「あーあ、べたべたに甘やかしちゃって。モリヴェロ様も久しぶりにノアに会うからな」

カラムと共にその様子を見ていたベネットが、苦笑いとともに呟いた。

同じ密偵のベネットとは歳も近いこともあって、カラムとは何かとよくつるんでいる。
しかしこの男もノア擁護派、と言ってもそうではないのはカラムくらいのものだが、なので実は根本的な所で意見は合わないと思っていた。
それでも波風たたずに一緒にいられるのは、カラムが他人に合わせる事に長けているからであろう。密偵として潜入捜査で培われたものだ。
だからベネットも、もしかしたらカラムと同じように考えているかもしれない。そうだったなら滑稽だ。

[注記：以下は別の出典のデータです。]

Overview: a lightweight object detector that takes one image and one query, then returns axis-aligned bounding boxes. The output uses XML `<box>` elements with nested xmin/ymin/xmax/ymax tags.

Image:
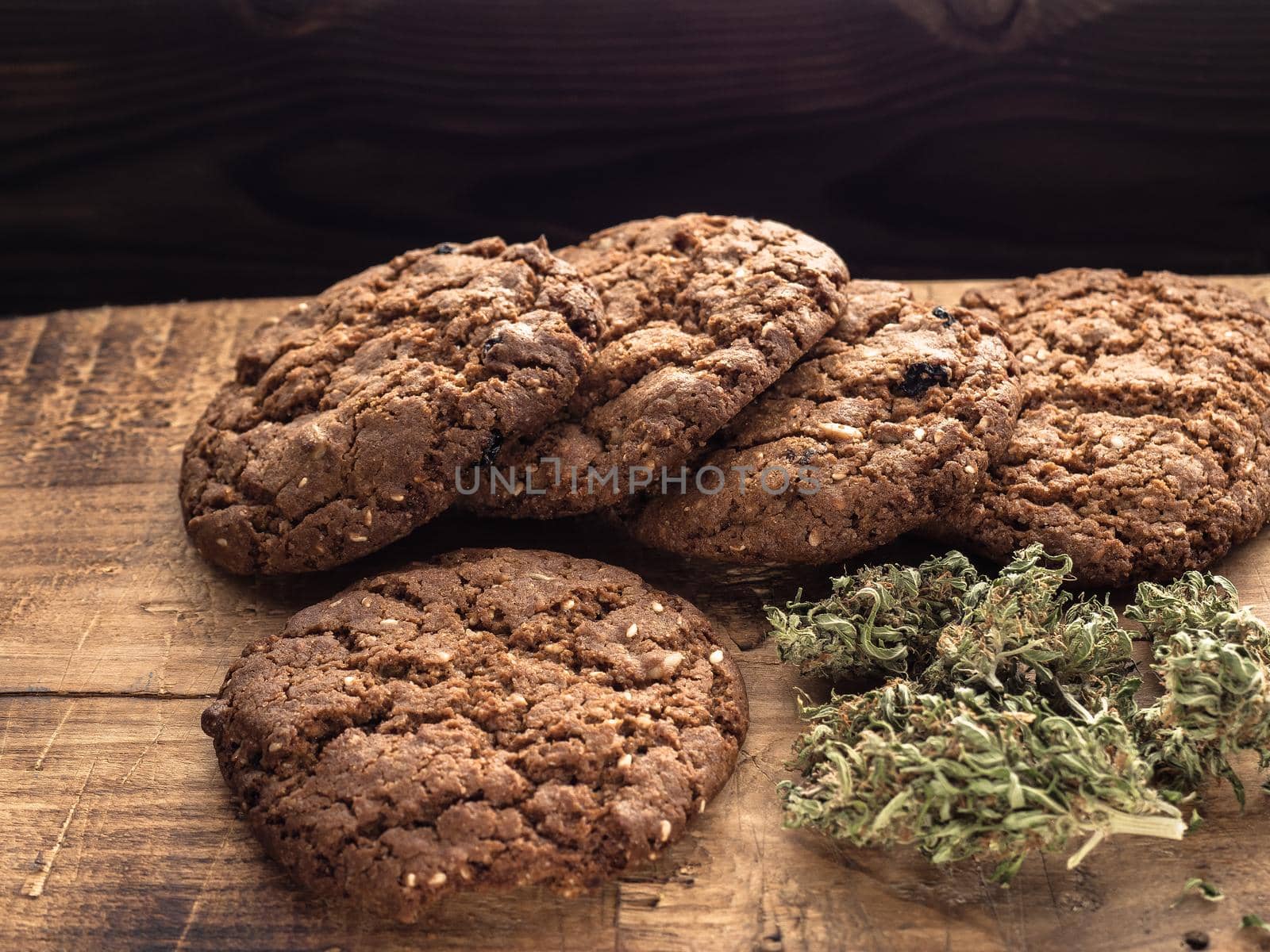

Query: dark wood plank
<box><xmin>0</xmin><ymin>0</ymin><xmax>1270</xmax><ymax>313</ymax></box>
<box><xmin>7</xmin><ymin>277</ymin><xmax>1270</xmax><ymax>952</ymax></box>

この日は大きな叛乱組織を壊滅させた直後だった事と、モリヴェロ爵の帰国が重なり、騎士団も気が緩んでいた。
その隙を見事に突かれた。

始めは何が起こったのかわからなかった。
ユリエルがノアの名を鋭い声で呼んだので、振り返ったカラムが目にしたのは、血を流している少年と剣を手に佇んでいるノアの無表情な面だった。
どくどくと赤黒い血液が少年から流れている。ぴくりとも動かないのは、既に息がないのだろう。その手には子どもには不釣り合いな、重々しい銃が握られていた。
騎士たちが息を呑んで立ちすくむ中、ユリエルだけがノアへと駆け寄り、素早くノアの剣を鞘へと収めた。

おそらくモリヴェロ爵に向けられた銃口に、いち早く気付いたノアが斬り付けたのだろう。
後からノアに駆け寄ったモリヴェロ爵が困却した表情を浮かべていた。

ユリエルがモリヴェロ爵と二言三言話をした後、ノアと共にユリエルの馬に乗って行ってしまった。
こんな時に二人は帰ってしまうのだろうか。

カラムは二人のことが気がかりだった。ノアの様子に違和感がしたからだ。
連れて帰るほどの怪我をしていたなら、応急措置を施すべきだろうに、そんな様子は見受けられなかった。